The adverse events caused by sandostatin are well known due to its extensive use in other diseases. Most common side effects of sandostatin are gastrointestinal complaints; nausea and diarrhea, and mostly show spontaneous resolution (10). All patients reported mild gastrointestinal complaints as described in literature. Patient 1 developed a significant increase in liver enzymes. Sandostatin was discontinued whereupon the enzymes quickly decreased to a stable level before the patient choose to quit the study. Furthermore, gallstones can be formed and is reported in 20-30% of patients, while in most cases this will not lead to problems as they are usually asymptomatic (10). Patient 2 developed symptomatic gallstones after 11 months leading to a cholecystectomy. Patient 3 had significant and objective weight loss during treatment necessitating stop of treatment. Patient 4 discontinued sandostatin after 5 due to lack of effectivity.
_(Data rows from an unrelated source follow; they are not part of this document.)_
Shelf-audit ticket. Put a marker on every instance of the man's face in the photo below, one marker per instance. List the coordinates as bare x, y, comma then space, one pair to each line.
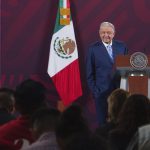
106, 34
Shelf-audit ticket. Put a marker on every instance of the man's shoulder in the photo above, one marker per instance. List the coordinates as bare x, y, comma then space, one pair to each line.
95, 44
117, 42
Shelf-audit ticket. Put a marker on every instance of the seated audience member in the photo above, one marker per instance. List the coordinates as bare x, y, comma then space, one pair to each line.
43, 123
6, 105
29, 97
71, 124
135, 113
115, 103
143, 137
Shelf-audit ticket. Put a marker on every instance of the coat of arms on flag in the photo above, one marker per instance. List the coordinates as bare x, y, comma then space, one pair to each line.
63, 66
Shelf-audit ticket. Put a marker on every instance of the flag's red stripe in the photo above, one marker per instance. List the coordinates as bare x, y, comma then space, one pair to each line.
68, 4
68, 83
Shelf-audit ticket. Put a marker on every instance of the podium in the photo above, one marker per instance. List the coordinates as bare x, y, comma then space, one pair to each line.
134, 78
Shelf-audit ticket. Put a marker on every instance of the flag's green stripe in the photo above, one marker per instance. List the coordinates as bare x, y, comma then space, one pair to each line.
60, 3
57, 24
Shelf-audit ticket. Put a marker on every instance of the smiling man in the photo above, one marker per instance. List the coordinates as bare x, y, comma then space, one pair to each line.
101, 76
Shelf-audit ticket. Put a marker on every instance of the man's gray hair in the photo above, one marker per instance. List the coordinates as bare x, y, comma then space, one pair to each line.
108, 24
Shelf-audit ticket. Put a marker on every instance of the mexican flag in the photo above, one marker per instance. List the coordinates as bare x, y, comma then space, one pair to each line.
63, 66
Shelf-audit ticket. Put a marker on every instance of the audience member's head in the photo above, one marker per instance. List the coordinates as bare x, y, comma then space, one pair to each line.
29, 96
7, 99
44, 120
71, 123
135, 113
115, 103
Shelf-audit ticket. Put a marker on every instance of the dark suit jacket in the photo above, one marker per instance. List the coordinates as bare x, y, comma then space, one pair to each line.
99, 67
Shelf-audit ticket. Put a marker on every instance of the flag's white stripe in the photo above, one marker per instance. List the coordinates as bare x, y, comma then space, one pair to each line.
64, 6
57, 63
64, 3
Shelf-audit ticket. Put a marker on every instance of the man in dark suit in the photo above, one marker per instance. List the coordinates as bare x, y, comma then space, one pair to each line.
101, 75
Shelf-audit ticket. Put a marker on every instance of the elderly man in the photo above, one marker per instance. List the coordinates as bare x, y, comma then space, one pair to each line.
101, 76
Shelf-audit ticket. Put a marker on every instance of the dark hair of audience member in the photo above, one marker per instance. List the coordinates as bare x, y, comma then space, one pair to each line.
7, 99
134, 113
29, 96
115, 103
71, 123
44, 120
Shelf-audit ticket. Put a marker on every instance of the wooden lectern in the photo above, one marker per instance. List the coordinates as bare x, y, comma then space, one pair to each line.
133, 80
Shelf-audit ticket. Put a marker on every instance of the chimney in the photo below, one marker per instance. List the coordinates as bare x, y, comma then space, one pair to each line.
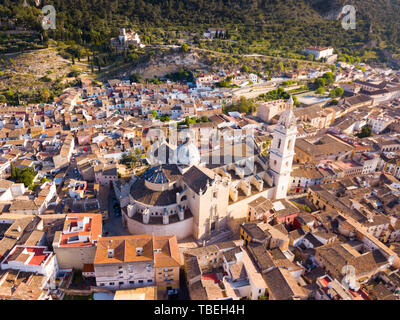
110, 253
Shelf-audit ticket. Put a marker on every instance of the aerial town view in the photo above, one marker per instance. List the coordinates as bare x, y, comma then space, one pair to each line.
199, 150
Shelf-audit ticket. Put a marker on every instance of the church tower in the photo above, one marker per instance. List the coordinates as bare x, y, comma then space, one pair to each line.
282, 152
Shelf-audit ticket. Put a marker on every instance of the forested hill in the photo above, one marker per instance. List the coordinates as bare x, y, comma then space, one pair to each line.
282, 23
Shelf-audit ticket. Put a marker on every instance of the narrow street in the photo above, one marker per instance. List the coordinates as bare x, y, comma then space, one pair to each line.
113, 226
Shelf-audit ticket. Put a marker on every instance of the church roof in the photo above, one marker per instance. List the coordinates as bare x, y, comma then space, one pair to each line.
197, 178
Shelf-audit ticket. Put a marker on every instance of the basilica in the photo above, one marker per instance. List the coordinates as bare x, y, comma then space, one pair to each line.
191, 194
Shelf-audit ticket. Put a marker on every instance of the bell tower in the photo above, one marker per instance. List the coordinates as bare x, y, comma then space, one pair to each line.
282, 152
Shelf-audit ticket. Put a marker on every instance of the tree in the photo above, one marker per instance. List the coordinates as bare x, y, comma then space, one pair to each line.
185, 47
319, 83
329, 78
245, 69
153, 113
136, 77
337, 92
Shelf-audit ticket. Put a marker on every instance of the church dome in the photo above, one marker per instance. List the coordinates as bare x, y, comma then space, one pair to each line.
290, 101
187, 154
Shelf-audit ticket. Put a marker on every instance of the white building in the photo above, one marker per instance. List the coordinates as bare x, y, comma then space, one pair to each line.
282, 152
319, 52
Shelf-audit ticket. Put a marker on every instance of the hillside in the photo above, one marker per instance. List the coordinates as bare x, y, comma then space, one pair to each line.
271, 27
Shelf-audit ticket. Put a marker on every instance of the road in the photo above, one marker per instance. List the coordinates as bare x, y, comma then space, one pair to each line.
113, 226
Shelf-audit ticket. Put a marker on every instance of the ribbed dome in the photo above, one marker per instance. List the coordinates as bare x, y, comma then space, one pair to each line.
156, 175
187, 154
This report presents our experience with sandostatin in patients with chronic, active sarcoidosis. We did not observe a response on SRS or any clinical parameter. Adversely, our patients did experience gastrointestinal adverse events including one serious adverse event; cholelithiasis leading to cholecystectomy. In contrast to macrophages, fibroblasts selectively express sst1 and subsequently sandostatin does not bind to fibroblasts. However, pasireotide could potentially target fibroblasts as it also binds to sst1. For future studies, the newer somatostatin analogue pasireotide could be considered a therapeutic target specifically in fibrotic sarcoidosis due to multireceptor targeting (16). In conclusion, sandostatin did not demonstrate significant clinical effects in our patients with chronic active and therapy refractory sarcoidosis.